Asset Based Community Development (ABCD) is an approach to sustainable community-driven development. ABCD offers a radical shift of perspective: to move away from a one-directional giver-receiver pattern to facilitating the space for citizens to join together and co-create what matters to them as communities.

The origins of Asset Based Community Development (ABCD) start with the work of Professor John McKnight, Professor Jody Kretzmann and eighteen of their associates in the late 1980s. Using only open and participatory processes, John McKnight and Jody Kretzmann gathered 3,000 stories in response to questions such as, “can you tell us a story about a time when you and your neighbours came together to make things better around here?” The stories they gathered had some mix of the six key community building blocks in common.

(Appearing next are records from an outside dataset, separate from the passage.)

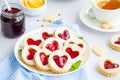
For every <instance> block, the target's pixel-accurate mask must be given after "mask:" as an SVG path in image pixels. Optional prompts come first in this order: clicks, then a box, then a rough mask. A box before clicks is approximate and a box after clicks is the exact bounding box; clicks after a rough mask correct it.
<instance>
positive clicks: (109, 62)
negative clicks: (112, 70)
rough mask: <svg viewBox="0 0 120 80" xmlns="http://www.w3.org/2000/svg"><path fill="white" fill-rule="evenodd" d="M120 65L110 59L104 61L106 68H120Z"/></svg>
mask: <svg viewBox="0 0 120 80" xmlns="http://www.w3.org/2000/svg"><path fill="white" fill-rule="evenodd" d="M118 67H119V65H118V64H115V63H111V62H110V61H105V63H104V68H105V69H113V68H118Z"/></svg>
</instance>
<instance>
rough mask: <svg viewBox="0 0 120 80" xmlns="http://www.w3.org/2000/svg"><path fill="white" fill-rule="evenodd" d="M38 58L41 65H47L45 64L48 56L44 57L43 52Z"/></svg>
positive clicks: (47, 61)
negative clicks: (39, 61)
mask: <svg viewBox="0 0 120 80" xmlns="http://www.w3.org/2000/svg"><path fill="white" fill-rule="evenodd" d="M39 56H40V59H41V62H42V64H43V65H44V66H45V65H47V64H48V58H49V56H48V55H45V53H44V52H41V53H40V55H39Z"/></svg>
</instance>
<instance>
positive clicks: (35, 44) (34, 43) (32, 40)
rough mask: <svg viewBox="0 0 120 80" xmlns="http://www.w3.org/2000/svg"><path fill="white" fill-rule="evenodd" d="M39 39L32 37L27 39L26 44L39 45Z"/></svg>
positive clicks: (40, 40) (39, 42) (40, 43)
mask: <svg viewBox="0 0 120 80" xmlns="http://www.w3.org/2000/svg"><path fill="white" fill-rule="evenodd" d="M41 42H42V41H41V40H36V41H34V40H33V39H32V38H29V39H27V43H28V45H36V46H39V45H40V44H41Z"/></svg>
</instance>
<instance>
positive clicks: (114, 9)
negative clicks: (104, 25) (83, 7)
mask: <svg viewBox="0 0 120 80" xmlns="http://www.w3.org/2000/svg"><path fill="white" fill-rule="evenodd" d="M98 1H102V0H92V10H93V14H94V15H95V17H96V19H97V20H99V21H101V22H118V21H120V8H118V9H112V10H107V9H102V8H100V7H99V6H98V5H97V2H98ZM108 1H109V0H108Z"/></svg>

While not every story possessed all six, across the 3,000 stories gathered, these are the most recurrent strengths:

  • The skills of residents
  • The power of local associations
  • The resources of public, private and non-profit institutions
  • The physical resources and ecology of local places
  • The economic resources of local places
  • The stories and heritage of local places

These building blocks, which were eventually categorized as “community assets,” reflected the residents’ real-world’ accounts of their experiences in nurturing their health and well-being, protecting the environment and the local economy, raising happy children, ageing actively and comfortably at home, responding to natural or man-made disasters, as well as being good stewards of local ecology and deepening democracy, achieving social justice and nurturing local wisdom.